By the end of those 90 days, my life had improved beyond what I could’ve imagined. Slowly, I began to rebuild what addiction had taken from me – my confidence, my relationships, and my sense of purpose. I extended the deal with myself another three months out to six months, and then one year. By one year, I knew no drink or drug was worth risking everything I’d gained. I wasn’t willing to go back. I entered recovery at the beginning to appease my family and fiancé. It wasn’t for me. It was purely to maintain the things I didn’t want to lose. Each time I extended the deal with myself, my reasoning for staying in recovery become more for me, and less to appease others. It became something I wanted.
To say that I have a life beyond my wildest dreams feels like an understatement at times. Since entering recovery I have gotten married, moved into a house, started a family, opened a business helping coach people through their own recovery, grown that business into an amazing community, and gained the ability to wake up every day feeling so grateful to be alive. None of these things would have been possible if not for the support of my wife, family, clinicians, sponsor, and recovery program. I can’t do this alone, and I know I never have to again.
Recovery also hasn’t been perfect. At a year and a half sober, I planned to try drinking again when I hit two years. But when the time came, I chose not to risk what I’d worked so hard to rebuild. At three and a half years, my wife and I had our first child – a beautiful son. Shortly after he was born, he was diagnosed with a rare heart condition.

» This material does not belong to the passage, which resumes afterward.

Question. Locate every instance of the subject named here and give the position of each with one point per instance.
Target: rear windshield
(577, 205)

That diagnosis shook me. Recovery had been easy when life was good. In that moment, I wanted to run back to old patterns to escape the fear and pain. Despite everything my program had taught me I struggled to turn it over and trust the process. Ultimately, I did though and leaned into my recovery. I leaned on my community, my family, and the tools I’d gained. Over the next year, my son underwent multiple procedures and a surgery that repaired his heart. Today he is healthy, thriving, and loved by a father (and amazing mother) that’s able to show up for him every single day, good or bad. I wouldn’t trade that for anything.
Sometimes I wish someone had told me earlier: “You can have everything you’ve ever dreamed of – you just have to give up one category of things.” But in truth, I wouldn’t change my story. Every struggle shaped who I am today and gave me the resilience I carry forward to others.